Recensione “La principessa delle anime” di Alexandra Christo

 

Per sedici anni, Selestra è rimasta intrappolata nella torre sulla Montagna Fluttuante preparandosi a prendere il posto della madre come strega del re, e manifestare i poteri per predire la morte dei richiedenti alla Festa delle Predizioni. Come soldato dell’esercito reale, Nox è un candidato improbabile per la Festa, ma spinto dalla vendetta è determinato a rubare l’immortalità al re e a uccidere le sue streghe, partendo proprio da Selestra. Tuttavia, quando lei gli tocca la mano per la sua prima predizione, i loro destini si intrecciano e la morte marchia le anime di entrambi. Solo unendo le forze riusciranno a vivere abbastanza a lungo da liberare il regno dalle grinfie di re Seryth e sfuggire a un oscuro destino. Dall’autrice di “La regina delle sirene”, arriva “La principessa delle anime”, la storia di una strega adolescente addestrata a rubare anime per un re immortale e di un ragazzo ribelle e temerario a cui il suo destino è intrecciato.

 

La trama del libro mi aveva attirata sin da subito, ma la cover è stata la prima cosa ad saltarmi all’occhio. Ormai catturata, Fanucci Editore mi ha fatto il bellissimo regalo del cartaceo, una prima esperienza che non si scorda mai!

Amo i fantasy e, se sono Young Adult, anche meglio!

Dopo un inizio un po’ lento, ma che doveva fungere da base alla storia che ne sarebbe conseguita, non ho potuto staccare gli occhi dalle pagine. Selestra è l’erede, colei che diventerà la strega di Re Seryth, una volta che sua madre morirà. Tutto bene, non fosse che il compito sarebbe quello di rubare le anime di innocenti per far sì che il pessimo re continui a mantenere la propria immortalità.
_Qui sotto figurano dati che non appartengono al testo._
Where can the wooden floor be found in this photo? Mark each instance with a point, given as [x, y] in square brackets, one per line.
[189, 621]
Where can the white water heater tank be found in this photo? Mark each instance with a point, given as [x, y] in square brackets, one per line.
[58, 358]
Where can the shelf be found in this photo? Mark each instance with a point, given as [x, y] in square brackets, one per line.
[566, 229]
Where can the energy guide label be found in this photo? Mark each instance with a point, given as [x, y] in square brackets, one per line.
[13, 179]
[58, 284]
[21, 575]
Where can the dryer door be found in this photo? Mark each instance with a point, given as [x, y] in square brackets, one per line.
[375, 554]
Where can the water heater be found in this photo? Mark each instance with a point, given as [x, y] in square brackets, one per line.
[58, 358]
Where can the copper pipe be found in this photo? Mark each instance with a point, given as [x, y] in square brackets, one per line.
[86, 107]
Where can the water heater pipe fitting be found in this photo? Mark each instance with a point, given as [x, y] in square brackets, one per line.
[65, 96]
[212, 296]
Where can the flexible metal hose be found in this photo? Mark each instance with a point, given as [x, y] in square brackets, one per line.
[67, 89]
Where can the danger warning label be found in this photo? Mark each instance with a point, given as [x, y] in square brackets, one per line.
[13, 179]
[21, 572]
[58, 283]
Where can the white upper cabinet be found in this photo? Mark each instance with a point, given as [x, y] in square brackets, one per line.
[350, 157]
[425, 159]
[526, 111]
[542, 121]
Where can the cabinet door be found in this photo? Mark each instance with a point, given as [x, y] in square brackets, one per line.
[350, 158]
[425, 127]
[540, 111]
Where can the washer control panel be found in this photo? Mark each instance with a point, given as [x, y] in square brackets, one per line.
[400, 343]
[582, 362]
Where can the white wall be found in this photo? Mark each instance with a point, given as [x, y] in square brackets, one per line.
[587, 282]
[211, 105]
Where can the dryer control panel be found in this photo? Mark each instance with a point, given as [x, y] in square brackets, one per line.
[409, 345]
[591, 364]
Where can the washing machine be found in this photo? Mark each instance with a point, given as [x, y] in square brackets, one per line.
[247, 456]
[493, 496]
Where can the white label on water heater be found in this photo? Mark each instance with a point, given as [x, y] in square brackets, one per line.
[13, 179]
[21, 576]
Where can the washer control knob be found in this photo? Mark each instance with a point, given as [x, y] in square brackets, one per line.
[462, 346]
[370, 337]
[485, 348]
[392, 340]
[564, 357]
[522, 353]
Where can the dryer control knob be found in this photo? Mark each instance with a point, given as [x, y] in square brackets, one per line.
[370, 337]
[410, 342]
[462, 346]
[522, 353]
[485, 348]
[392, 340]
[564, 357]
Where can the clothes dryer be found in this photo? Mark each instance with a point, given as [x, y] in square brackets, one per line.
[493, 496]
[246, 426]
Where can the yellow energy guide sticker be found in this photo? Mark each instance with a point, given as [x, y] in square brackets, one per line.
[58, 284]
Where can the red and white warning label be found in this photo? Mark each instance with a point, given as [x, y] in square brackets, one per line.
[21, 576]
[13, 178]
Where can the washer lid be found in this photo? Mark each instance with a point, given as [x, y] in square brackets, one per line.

Durante la narrazione scopriamo che la famiglia di Selestra è la fautrice, insieme al re, della disgrazia del mondo come lei lo conosce. E sarà interessante vedere se riuscirà nell’intento di cambiare le cose, o se peggiorerà una situazione ormai prossima al declino…

Ad aiutarla – forse – troviamo Nox, il miglior combattente dell’Ultima Armata. Accompagnato dal fedelissimo amico, Micah, troverà pane per i suoi denti quando si incontrerà e si scontrerà più volte con Selestra. Tra i due c’è un’attrazione fisica immediata, ma entrambi sanno di doversi stare alla larga…
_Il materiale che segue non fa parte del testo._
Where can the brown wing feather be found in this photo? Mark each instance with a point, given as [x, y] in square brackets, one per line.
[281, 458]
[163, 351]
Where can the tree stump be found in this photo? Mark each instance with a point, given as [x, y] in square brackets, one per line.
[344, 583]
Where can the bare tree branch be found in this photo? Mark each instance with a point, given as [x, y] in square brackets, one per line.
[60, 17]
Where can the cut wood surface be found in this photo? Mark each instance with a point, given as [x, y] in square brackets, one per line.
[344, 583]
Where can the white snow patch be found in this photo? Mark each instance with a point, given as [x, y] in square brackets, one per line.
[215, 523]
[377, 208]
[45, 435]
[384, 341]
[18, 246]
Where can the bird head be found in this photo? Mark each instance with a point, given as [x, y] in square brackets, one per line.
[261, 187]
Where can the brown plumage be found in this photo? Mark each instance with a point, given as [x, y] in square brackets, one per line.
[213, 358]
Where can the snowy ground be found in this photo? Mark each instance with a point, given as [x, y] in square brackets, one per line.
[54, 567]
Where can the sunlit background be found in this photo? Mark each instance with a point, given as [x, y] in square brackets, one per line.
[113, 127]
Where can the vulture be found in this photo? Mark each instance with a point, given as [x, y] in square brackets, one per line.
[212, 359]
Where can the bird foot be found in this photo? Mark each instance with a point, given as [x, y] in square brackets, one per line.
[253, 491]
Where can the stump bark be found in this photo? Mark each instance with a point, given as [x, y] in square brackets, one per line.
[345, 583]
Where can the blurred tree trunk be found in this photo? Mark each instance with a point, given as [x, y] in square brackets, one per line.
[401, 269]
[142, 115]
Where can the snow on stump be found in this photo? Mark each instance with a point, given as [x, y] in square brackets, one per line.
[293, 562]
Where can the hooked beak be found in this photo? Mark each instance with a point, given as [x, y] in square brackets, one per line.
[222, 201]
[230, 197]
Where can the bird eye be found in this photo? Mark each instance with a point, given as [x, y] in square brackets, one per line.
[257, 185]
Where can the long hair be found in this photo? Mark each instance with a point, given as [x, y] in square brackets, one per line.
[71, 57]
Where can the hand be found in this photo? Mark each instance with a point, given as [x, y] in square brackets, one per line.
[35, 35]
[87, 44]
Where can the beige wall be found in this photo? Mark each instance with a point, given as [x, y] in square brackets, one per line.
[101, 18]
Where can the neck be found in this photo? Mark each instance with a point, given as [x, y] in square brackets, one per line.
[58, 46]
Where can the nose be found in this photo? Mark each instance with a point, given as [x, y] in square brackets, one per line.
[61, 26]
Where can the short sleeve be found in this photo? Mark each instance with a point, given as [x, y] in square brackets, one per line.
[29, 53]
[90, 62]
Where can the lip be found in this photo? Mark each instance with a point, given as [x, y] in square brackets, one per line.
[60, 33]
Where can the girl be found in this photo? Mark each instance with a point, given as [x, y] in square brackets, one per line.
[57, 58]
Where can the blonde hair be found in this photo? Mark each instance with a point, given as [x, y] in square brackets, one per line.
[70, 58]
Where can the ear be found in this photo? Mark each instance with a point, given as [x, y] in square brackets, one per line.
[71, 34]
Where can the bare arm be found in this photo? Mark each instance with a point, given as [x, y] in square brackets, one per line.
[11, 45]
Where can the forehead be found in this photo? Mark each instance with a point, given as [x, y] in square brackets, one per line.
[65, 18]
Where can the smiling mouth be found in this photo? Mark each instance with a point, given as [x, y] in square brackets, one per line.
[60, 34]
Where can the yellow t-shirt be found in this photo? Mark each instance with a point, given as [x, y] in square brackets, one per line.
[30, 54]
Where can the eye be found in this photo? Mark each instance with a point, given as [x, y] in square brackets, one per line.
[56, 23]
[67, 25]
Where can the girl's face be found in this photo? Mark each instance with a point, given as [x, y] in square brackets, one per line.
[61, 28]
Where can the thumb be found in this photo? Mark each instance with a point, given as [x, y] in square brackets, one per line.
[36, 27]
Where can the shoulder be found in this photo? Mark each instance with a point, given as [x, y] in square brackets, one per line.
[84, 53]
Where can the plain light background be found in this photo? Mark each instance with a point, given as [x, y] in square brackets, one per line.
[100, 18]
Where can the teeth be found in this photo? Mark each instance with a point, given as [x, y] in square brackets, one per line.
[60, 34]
Ho amato questi due protagonisti, tanto sono complessi e pieni di tutto ciò che amo: forti, determinati, in crescita, con la consapevolezza sempre maggiore di avere un potere immenso dentro di loro…

Ho adorato i battibecchi tra i due: Selestra è cinica e ironica e Nox non è da meno. La battaglia più grande la combattono loro due, nessuno disposto a lasciarsi andare e preoccupato per cosa potrebbe accadere. Ma, ovviamente, qualcosa li attira sempre più vicino… e sarà interessante vedere cosa accadrà!

Mi sono piaciuti molto anche i cattivi, molto cattivi: due figure genitoriali pessime. La peggiore è la madre di Selestra, Theola, la rappresentazione di quelle donne che diventano succubi del compagno, trasformandosi nella peggior versione di loro stesse. In questo caso, il “compagno” di turno – ma non effettivo – è rappresentato dal re,  figura egocentrica e paranoica, che assorbe la vita di chi gli sta intorno: ingordo di anime, prelevate con la magia di Theola, trattiene le sue streghe legate a doppio nodo… ma Selestra è più forte di così. Lei ha imparato a combattere grazie a un’altra figura paterna, colui che le è stato portato via troppo presto, ma che ha avuto tutto il tempo di insegnarle a proteggersi.

 

Ma ciò che ho amato di più è la morale della storia: se crediamo in noi stessi, e non ci lasciamo sconfiggere dalla negatività, soprattutto da quella che altre persone ci buttano addosso, possiamo fare qualunque cosa. Siamo noi i creatori del nostro destino, tramite le nostre scelte. Siamo chi scegliamo di essere, al di là di cosa ci viene insegnato sin da piccoli.